School culture is therefore determined by the values, shared beliefs, and behavior of the various stakeholders within the school’s community and reflects the institutional social virtues. (Groseschl and Doherty, 2000). Factors that affect school culture include policies, procedures and expectations for teaching, learning and student performance (Giles and Hargreaves, 2006). To ensure positive School improvement, its key to consider the connections of both learners and other salient learning stakeholders. student achievement have been positively attributed to how successful learning communities are (Hoffman).

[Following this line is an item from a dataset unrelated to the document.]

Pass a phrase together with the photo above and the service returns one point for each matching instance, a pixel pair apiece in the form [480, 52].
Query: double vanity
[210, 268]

Professional learning community can be linked to committed to working collaboratively in a continuous process of collective reasoning and action aimed at achieving better results for the served students. Feger and Arruda (2008) and Bolam et al. (2005) highlight the characteristics of effective professional learning communities includes reliable leadership, sense of purpose and values, a collaboration, problem solving and collective reasoning on teaching and learning and continuous improvement of the institution.
School leadership is instrumental in providing structure for professional learning communities while also providing genuine advice for teachers to problem solve within the institution (DuFour et al., 2008). This sense of shared leadership requires administrators at schools to provide consistent professional developmental knowledge on proper functional professional learning community practice (Chapman and Harris, 2004; DuFour et al., 2008). According to Hord, (1997), school leadership systems are internalized and are deeply embedded in the institutional functioning. therefore, sub-ordinate teachers tend to follow the example of their seniors. if leaders of the learning institution negates or withdraws themselves deliberately from daily functioning of the school, the minors also are demoralized and the general shared goal of improved performance is frustrated. (Hord,1997).
As evident, this profession requires proper integration of all stakeholders in efforts to achieve a common-set goal of quality students’ performance. this therefore encompasses all functioning, existing leadership patterns in the institution, levels of relevant motivation and overall efforts by all learning actors. for a professional learning communities to be effective and meet the overall visional purposes described by schools, leadership is required to ensure the provisional of supportive and shared leadership structures that promote effective collaboration and therefore teacher doing real work in schools. Real teacher work must directly impact student achievement (DuFour et al., 2008). Given the demands on schools to increase student achievement, there is a need for school leaders to build teachers leadership skills by providing training and evaluation. this promotion process will help leaders focus on increasing student achievement, quality and enhance teachers’ motivation.